Recommended several:
- Qtwebkit, known to have Python and C + + support
- Phantomjs, known for JavaScript, Coffeescript, and Python support, is also a Webkit kernel
- Slimerjs, known to have JavaScript support, Gecko kernel, and Firefox is the same, can also run on Firefox
- Casperjs, JavaScript support is known. Two further packages on top
Feel that your problem may not necessarily be something as heavy as that.
You want to catch the page content, you know it is from JS, then this JS is from where? It could be either the page itself or the JSON of Ajax.
Find these JS that contains what you need, and then JSON to use a JSON parser, is JS words simple can also be extracted with regular.

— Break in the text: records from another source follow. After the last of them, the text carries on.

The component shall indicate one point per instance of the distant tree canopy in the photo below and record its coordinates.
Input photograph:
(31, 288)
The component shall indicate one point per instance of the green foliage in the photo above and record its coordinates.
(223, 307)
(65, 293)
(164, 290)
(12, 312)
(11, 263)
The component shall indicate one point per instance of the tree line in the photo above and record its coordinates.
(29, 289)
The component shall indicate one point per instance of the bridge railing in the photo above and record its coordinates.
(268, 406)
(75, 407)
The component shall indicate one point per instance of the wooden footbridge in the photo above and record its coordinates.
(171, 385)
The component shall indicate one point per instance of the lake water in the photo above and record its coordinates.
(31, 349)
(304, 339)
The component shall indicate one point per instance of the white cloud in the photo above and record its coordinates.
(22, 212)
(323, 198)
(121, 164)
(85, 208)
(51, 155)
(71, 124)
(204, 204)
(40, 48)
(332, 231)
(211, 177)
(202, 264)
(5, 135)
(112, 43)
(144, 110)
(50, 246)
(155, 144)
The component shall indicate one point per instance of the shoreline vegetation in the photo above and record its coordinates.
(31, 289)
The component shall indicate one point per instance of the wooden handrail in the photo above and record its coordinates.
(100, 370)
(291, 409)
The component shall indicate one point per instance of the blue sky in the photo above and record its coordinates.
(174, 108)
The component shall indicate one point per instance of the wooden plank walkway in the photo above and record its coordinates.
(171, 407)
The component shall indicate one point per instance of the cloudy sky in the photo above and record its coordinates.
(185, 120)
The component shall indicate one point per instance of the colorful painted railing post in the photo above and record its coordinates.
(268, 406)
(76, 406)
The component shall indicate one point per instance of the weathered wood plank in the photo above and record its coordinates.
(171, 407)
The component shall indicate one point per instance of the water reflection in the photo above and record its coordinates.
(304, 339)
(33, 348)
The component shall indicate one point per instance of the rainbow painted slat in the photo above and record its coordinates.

Phantomjs maybe the best solution for you, also, Casperjs are based on PHANTOMJS so can be a useful tool to grab webpage Content created by JavaScript or Ajax
Try node. js
From your description sounds, is to grasp the page, but the content is JS production page, you use the method of scratching the page, grabbed down an empty shell, nothing. Right?
In this case, I suggest you use "headless browser", the first push upstairs said Phantomjs, it is essentially a browser, just no user interface, through programming to call, finally can and your external code to generate some interaction, to you back (the final generated) HTML, to you and so on.
Use Nodejs directly, then execute the return content.
I generally in this case, are the JS code to see themselves, find the place and then the implementation of their own, and Java seems to have a library can be executed JS code, for example, I do Sina Weibo simulation login is directly to the site JS encryption function extracted out, Then execute the results in the code, and finally the mock request is done.